We want to say that if we multiply the matrix with the column vector $n$ times, the resulting column vector will have as its rows the Fibonacci numbers corresponding to $n$ and $n+1$, respectively. It’s awkward to say in English but we can write it symbolically pretty nicely:

$\begin{bmatrix} 0 & 1 \\ 1 & 1 \\ \end{bmatrix}^n \cdot \begin{bmatrix} 0 \\ 1 \\ \end{bmatrix} = \begin{bmatrix} F_n \\ F_{n+1} \\ \end{bmatrix}$

Let’s prove it by induction. What would the base case be? It would make mathematical sense to have $n=0$ as the exponent of the matrix, but that would mean we multiply it zero times, which is doing nothing. So let’s use $n=1$ as the base case.
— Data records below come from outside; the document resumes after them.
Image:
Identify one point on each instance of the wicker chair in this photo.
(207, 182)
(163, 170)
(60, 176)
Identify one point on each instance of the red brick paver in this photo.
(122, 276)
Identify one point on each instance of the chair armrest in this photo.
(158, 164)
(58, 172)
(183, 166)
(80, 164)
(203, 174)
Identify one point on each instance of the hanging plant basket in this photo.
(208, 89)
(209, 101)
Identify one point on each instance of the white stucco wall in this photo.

$\begin{bmatrix} 0 & 1 \\ 1 & 1 \\ \end{bmatrix}^1 \cdot \begin{bmatrix} 0 \\ 1 \\ \end{bmatrix} = \begin{bmatrix} 0 \cdot 0 + 1 \cdot 1 \\ 0 \cdot 1 + 1 \cdot 1 \\ \end{bmatrix} = \begin{bmatrix} 1 \\ 1 \\ \end{bmatrix} = \begin{bmatrix} F_1 \\ F_2 \\ \end{bmatrix}$

This shows the base case is true. Now, we assume the statement is true for $n$ and prove that it’s true for $n+1$.
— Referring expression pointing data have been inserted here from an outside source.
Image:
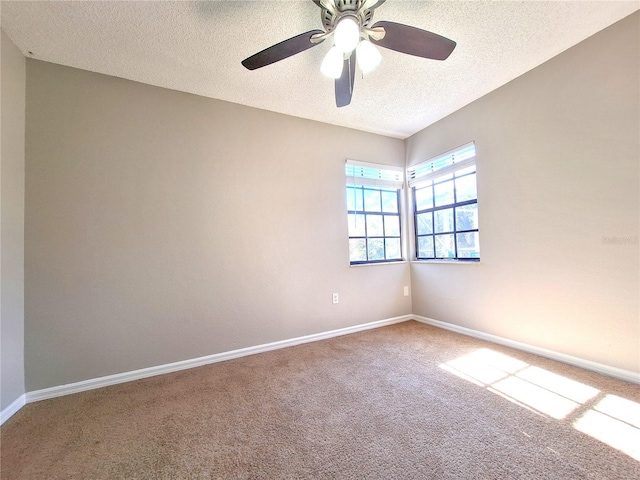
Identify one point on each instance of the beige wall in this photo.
(12, 69)
(558, 178)
(163, 226)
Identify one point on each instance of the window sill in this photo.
(377, 264)
(448, 262)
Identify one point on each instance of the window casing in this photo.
(374, 212)
(445, 205)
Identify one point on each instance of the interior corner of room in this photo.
(141, 229)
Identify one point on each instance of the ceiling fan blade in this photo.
(414, 41)
(282, 50)
(344, 84)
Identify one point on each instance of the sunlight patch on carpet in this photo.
(612, 420)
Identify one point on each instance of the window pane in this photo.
(424, 223)
(466, 188)
(374, 226)
(390, 202)
(372, 200)
(393, 248)
(449, 176)
(354, 198)
(356, 225)
(444, 193)
(464, 171)
(445, 247)
(425, 247)
(467, 217)
(391, 226)
(376, 249)
(357, 250)
(424, 198)
(444, 220)
(468, 245)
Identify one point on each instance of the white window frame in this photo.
(373, 175)
(423, 173)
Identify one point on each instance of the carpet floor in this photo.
(400, 402)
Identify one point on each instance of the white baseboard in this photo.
(197, 362)
(100, 382)
(16, 405)
(614, 372)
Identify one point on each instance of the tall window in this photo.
(373, 211)
(445, 206)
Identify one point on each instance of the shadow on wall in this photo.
(606, 417)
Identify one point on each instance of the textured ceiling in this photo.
(197, 47)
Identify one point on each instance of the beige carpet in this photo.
(405, 401)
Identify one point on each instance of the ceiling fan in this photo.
(349, 22)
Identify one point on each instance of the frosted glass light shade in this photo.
(368, 56)
(347, 34)
(332, 63)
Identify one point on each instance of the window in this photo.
(373, 211)
(445, 206)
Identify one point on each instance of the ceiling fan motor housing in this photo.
(342, 8)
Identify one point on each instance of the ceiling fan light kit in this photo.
(354, 38)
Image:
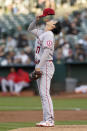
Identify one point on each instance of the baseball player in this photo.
(44, 48)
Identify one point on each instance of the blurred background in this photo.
(17, 45)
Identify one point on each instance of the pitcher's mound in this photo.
(56, 128)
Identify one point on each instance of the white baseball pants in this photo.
(44, 91)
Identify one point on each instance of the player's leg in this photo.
(4, 84)
(47, 105)
(39, 86)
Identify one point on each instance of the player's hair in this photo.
(57, 28)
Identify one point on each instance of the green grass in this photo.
(34, 103)
(9, 126)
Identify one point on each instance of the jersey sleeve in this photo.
(48, 41)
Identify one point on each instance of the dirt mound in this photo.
(56, 128)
$\begin{bmatrix} 0 & 1 \\ 1 & 1 \\ \end{bmatrix}^{n+1} \cdot \begin{bmatrix} 0 \\ 1 \\ \end{bmatrix} = \begin{bmatrix} 0 & 1 \\ 1 & 1 \\ \end{bmatrix} \cdot \begin{bmatrix} 0 & 1 \\ 1 & 1 \\ \end{bmatrix}^n \cdot \begin{bmatrix} 0 \\ 1 \\ \end{bmatrix}$

We know this is true because we know exponents mean repeated multiplication. The reason this benefits us is because now we can use our induction hypothesis! We now see

$\begin{alignedat}{1} \begin{bmatrix} 0 & 1 \\ 1 & 1 \\ \end{bmatrix}^{n+1} \cdot \begin{bmatrix} 0 \\ 1 \\ \end{bmatrix} &= \begin{bmatrix} 0 & 1 \\ 1 & 1 \\ \end{bmatrix} \cdot \begin{bmatrix} F_n \\ F_{n+1} \\ \end{bmatrix} \\ &= \begin{bmatrix} F_n \cdot 0 + F_{n+1} \cdot 1 \\ F_n \cdot 1 + F_{n+1} \cdot 1 \\ \end{bmatrix} \\ &= \begin{bmatrix} F_{n+1}\\ F_n + F_{n+1}\\ \end{bmatrix} \\ &= \begin{bmatrix} F_{n+1}\\ F_{n+2}\\ \end{bmatrix} \end{alignedat}$

This completes the induction step, which completes the whole proof.